Zia Haq, Hindustan Times New Delhi, April 17, 2014
Alleged killers, abductors, robbers and even a rapist are among those who will contest for a seat in the Lok Sabha in these elections despite a growing public campaign for cleaner politics. They make up 17% of the total number of contestants in the fray so far.
Data gleaned from mandatory declarations by candidates featuring in polling rounds held so far and the one slated for Thursday shows that the BJP tops the list with 34% of its 202 candidates declaring a criminal case against them while 23% among 193 Congress candidates have similar charges, according to the Association for Democratic Alliance (ADR), an advocacy group. Likewise, 16% of AAP’s 200 candidates and 18% of the BSP’s 207 candidates have had a brush with the law.
Last year, the Supreme Court barred convicted lawmakers from contesting an election for six years even if their convictions were under appeal. Yet, as political parties gird up for another dead-heat election, they have not hesitated in picking candidates with grave charges — offences that can attract a jail term of more than five years.
Criminality remains endemic to electoral politics. Findings from ADR show that a candidate with a criminal case is twice as likely to win an election (23%), compared to a candidate without any charges, whose chance was just 12%.
In the crucial fifth leg of the staggered elections scheduled for Thursday, 16% candidates with shady criminal records will test their political fortunes. About 10% of them face serious charges, such as assault, arson or rape. For instance, 27 face murder charges and another 12 have cases related to crimes against women.
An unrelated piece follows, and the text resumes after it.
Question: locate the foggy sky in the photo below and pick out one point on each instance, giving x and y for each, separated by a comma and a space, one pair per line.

Dambale Rahul Dharma, an Independent from Pune constituency, faces a rape charge.
The National Election Watch and ADR screened 1,739 out of 1,761 candidates contesting in phase 5. The rest were not screened due to unclear or incomplete affidavits.
In Thursday’s round too, the BJP has the highest number of candidates with criminal cases at 29% (30 out of 105 candidates), followed by the Congress’s 22% (22 of 101), while 19% of BSP and 15% of AAP candidates are implicated in crimes.
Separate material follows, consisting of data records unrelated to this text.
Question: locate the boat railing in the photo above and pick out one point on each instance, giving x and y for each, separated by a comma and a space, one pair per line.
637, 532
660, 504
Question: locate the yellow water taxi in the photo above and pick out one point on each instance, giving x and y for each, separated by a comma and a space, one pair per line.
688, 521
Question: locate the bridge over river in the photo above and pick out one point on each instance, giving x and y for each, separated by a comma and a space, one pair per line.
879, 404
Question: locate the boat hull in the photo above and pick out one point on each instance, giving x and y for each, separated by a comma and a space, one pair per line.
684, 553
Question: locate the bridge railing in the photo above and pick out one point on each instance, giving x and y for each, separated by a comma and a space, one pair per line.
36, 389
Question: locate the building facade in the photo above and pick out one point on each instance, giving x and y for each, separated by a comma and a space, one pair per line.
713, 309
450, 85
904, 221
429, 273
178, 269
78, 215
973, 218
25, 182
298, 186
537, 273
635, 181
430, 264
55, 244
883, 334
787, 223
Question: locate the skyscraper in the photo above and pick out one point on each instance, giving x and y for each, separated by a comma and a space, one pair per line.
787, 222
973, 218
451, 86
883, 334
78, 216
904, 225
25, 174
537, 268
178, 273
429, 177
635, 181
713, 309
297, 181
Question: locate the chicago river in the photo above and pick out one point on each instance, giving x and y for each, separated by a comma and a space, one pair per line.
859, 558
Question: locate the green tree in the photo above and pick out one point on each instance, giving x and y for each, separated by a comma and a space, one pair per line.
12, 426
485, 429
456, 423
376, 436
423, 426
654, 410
A 2011 joint research by Toke Aidt of the University of Cambridge, Miriam A Golden, University of California LA and Devesh Tiwari of the University of California at San Diego showed political parties are more likely to select alleged criminal candidates when confronting greater electoral uncertainty and in highly competitive seats. Their statistical analysis shows that contrary to conventional wisdom, more competitive politics in India tends to throw up poorer rather than improved electoral accountability.
In India’s first-past-the-post election system, it often takes wealthy heavyweights to win polls. According to Manjari Katju of the University of Hyderabad, “socio-economic inequalities” and “uneven power equations” in society are deeper reasons behind criminalisation of politics.